Vorig jaar volgde mijn debuutroman – Het Verdronken Land - een jeugdboek waar ik elf jaar aan had gewerkt en dat zo vaak onderop de slushpile van uitgevers was beland dat ik er een prijs mee won: de award voor Beste Afgewezen Manuscript. Een kleine uitgever las het manuscript en even leek de timing perfect: het was een boek over de klimaatcrisis, voor jongeren, op het hoogtepunt van de klimaatstakingen in het onderwijs.
Maar het boek vond geen publiek, al waren er enorm lieve mensen die hun best deden. Het is het verhaal van heel veel kunstenaars – en de meeste schrijvers. Soms heb je geluk, maar de basislijn is pech. En dat staat vaak los van je talent of de kwaliteit van je werk.
Steeds vaker stel ik mezelf de vraag of dat erg is. Of mijn vader gelijk had: dat je succesvol moet zijn of het anders moet laten. Maar ik geloof dat niet. Volgens mij heeft ‘succes’ weinig te maken met geld, met beroemdheid, met glitter en glamour. ‘Het is niet succes dat de wonden heelt’, hoorde ik schrijver Anne Lamott laatst zeggen. ‘Het is het schrijven zelf dat heelt.’ Omdat je verhalen vertelt vanuit je hart, over de dingen die jou raken. En los van verkoopcijfers of recensies, van een uitgever of een bureaula, maakt dat creatieve proces je een beter, zachter en wijzer mens.

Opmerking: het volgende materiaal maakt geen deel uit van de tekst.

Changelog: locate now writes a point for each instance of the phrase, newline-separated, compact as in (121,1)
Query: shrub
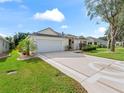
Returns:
(89,48)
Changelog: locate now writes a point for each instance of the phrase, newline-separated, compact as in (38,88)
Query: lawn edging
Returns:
(68,71)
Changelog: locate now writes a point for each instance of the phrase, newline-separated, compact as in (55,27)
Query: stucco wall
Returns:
(4,46)
(51,43)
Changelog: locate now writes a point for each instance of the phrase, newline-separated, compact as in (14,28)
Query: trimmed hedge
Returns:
(89,48)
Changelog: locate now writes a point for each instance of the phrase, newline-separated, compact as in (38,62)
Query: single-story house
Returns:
(4,45)
(95,41)
(48,40)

En is dat uiteindelijk niet de hoogste vorm van succes die we kunnen halen? Ik denk het wel. Het is in ieder geval een wijsheid die ik iedereen gun die worstelt, die ploetert, die faalt en soms van rechts wordt ingehaald door een clown en een acrobaat. Keer altijd terug naar jezelf - naar het plezier, de passie, de pijn waardoor je überhaupt bent gaan schrijven – en koester dat. Kunst is geen race, dus waarom zou je het langs die ladder meten?
Uiteindelijk herinner ik me ook van mijn vader niet zijn succes of zijn falen. Ik herinner me de man die me, nadat ik voor de honderdste keer was omgeslagen met mijn bootje, liefdevol uit het water viste.